Khyrisse frowned at that, but didn’t try to prove the mercenary wrong by blowing his head off. He sauntered up to the side of the building, taking a small device out of his pocket and pressing a few buttons on it in quick sequence. The device hummed. “Damper,” he explained, smugly, gesturing at the Diarians passing by on the street. “You ever want to be unnoticed in plain sight, this is the way.”
Skitch was annoyed at himself for being impressed. “Should we really be stealing from the Diari museum?” he whispered to Ebreth as Thermador started up the sandstone wall. “They’re not bad guys.”
“We can always put it back when we’re done with it,” Ebreth offered.
The soldier-of-fortune got up to the first-floor window and crouched on the sill, taking out what looked like a fountain pen and aiming it at the window.

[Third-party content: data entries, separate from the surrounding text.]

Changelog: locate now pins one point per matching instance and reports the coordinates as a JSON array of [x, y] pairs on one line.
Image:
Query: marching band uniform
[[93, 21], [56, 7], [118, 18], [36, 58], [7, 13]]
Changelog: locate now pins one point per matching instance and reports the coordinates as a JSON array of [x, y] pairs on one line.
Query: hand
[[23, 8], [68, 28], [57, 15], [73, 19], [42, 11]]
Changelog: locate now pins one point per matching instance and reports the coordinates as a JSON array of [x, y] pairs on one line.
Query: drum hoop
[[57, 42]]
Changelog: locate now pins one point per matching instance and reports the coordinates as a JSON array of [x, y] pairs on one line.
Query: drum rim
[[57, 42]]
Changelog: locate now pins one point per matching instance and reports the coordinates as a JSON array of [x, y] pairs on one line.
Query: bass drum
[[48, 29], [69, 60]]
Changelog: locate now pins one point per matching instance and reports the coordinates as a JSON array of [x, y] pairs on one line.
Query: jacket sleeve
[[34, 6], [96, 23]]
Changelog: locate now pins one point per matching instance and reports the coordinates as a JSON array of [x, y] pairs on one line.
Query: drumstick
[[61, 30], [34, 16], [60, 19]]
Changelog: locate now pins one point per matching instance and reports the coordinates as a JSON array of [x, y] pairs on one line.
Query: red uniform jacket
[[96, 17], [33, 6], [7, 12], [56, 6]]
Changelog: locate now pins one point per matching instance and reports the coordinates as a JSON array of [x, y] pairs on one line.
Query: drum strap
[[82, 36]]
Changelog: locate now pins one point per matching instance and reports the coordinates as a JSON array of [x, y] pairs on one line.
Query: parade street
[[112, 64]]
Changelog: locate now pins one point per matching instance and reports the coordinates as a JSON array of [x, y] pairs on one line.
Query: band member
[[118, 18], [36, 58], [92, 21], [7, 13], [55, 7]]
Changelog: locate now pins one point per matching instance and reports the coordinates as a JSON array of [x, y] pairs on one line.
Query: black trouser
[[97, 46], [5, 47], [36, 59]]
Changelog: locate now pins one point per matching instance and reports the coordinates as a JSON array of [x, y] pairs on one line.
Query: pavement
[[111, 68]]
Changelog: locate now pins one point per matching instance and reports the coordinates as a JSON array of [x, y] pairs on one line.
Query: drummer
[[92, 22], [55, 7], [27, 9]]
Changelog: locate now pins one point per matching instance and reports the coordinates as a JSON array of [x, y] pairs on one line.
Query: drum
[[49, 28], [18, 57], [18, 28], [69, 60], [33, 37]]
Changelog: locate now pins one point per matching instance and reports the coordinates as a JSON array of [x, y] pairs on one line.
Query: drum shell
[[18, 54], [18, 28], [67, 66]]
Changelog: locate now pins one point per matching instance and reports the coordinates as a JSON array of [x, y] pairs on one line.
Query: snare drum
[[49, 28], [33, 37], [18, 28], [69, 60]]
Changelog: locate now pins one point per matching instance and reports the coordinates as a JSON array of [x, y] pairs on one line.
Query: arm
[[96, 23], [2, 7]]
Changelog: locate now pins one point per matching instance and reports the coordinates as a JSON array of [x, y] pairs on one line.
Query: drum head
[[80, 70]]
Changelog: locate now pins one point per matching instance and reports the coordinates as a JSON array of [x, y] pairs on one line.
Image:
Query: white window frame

A small and very intense bead of red light appeared on the glass pane and, as Thermador led it in a smooth circle, cut it. The mercenary stuck his hand through the hole in the glass to unlatch the window.
There was a strong flash of white as he did, and Thermador was thrown forcefully to the ground, his arm going up reflexively across his eyes as his laser pen exploded.
“Oh, merde,” muttered Khyrisse, her hand straying to her wand. The passersby seemed as oblivious to Thermador’s presence as ever, though, and there was no sign of either police or angry mafia guys heading in their direction. Thermador sat up from the ground, coughing a little and brushing pieces of his destroyed piece of alien technology out of his hair. “Hmmm,” he said, more amusement than annoyance in his dry, scratchy voice. “Maybe the Diarians remember my last visit here after all.”
A Meta Moment Amongst the Actors, Just For Jonah
“Well, that sucked, Linus Larrabee,” said Rani, her voice dripping acid.
“Yeah,” nodded Marty. “I thought her version was totally better.”
Aithne beamed winsomely.
“You’re giving me a headache, Hu,” Rani said irritably.
Strings That Cannot Be Cut
Deputy Mongo looked really upset. “Hell,” he said, “if they could get to Joe, they could get to anyone.”
“He just--looked like an illithid,” Shilree was explaining, something confused on her face.
“You can detect Gilas?” Jennifer said incredulously. “Now why the hell would they capture you and implant lots of information fer you to use to defeat them with?”
“Internecine fighting?” suggested the Sunfighter, quietly. “It wouldn’t be the first time.”
The deputy stepped over the ‘Sheriff’s’ body to the desk. “Damn it!” he shouted. “That slimy bastard done got to the machine!”
“Can’t you fix it?” said Praxis.
“Not without the stone.” Mongo searched the illithid’s body rapidly. “Oh, hell, it ain’t here.”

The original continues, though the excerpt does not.